Guidance 26 provides as follows concerning client care information/terms of business etc:

Where you are, in effect, your firm’s client – for example,
as an executor administering a deceased’s estate or a trustee of a trust – you should consider what information, if any, should be given to interested parties.
There is no requirement, for example, that beneficiaries under a will or trust should be treated as though they were clients . It may, however, be good practice to provide some information—for example, about the type of work to be carried out and
approximate timescales.

There appears to be no equivalent guidance for costs information, although my recollection is that this would have been a requirement in similar circumstances under previous rules. Is this contained elsewhere, or does it no longer apply?

Simon Northcott

Section 71(3) of the Solicitors Act 1974 has not changed; it still gives “any person interested” (such as a residuary beneficiary) a right to challenge a solicitor’s bill.
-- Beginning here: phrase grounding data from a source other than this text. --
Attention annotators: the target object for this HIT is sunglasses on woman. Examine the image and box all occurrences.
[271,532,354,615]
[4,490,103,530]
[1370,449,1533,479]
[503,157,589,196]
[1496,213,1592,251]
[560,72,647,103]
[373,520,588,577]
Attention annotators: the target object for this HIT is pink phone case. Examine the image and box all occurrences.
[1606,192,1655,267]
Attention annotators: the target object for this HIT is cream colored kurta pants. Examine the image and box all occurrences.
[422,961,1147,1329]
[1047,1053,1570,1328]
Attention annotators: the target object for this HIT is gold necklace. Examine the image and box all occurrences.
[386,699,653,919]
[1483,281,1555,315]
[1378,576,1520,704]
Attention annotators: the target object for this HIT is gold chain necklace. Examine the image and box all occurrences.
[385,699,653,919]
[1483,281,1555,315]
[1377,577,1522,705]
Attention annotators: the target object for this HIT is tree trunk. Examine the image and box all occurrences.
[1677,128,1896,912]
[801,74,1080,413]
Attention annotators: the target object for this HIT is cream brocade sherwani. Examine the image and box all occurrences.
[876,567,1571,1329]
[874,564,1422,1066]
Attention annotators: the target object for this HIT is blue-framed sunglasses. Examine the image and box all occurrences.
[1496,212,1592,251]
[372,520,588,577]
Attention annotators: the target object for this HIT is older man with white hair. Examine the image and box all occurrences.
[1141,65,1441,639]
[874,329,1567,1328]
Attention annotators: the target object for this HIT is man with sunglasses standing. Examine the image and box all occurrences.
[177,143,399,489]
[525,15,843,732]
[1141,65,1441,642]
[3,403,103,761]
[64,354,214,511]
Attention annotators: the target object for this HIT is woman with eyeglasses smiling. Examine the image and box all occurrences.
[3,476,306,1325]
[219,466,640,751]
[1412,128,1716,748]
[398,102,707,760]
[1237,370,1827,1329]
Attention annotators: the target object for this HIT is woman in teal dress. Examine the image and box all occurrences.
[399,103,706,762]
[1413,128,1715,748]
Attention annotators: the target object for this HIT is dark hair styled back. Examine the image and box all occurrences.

Advice from the Law Society says

It is good practice for solicitors to provide residuary beneficiaries with relevant client care information at the outset, together with costs estimates and any later revisions.

A report from the Legal Ombudsman says

service providers should consider that beneficiaries are directly affected by costs even if they are not usually a client of the service provider. It would be prudent, then, if firms – particularly where they are also the executor – aimed to provide costs information to residuary beneficiaries at the start of a case, even if they are not technically the client.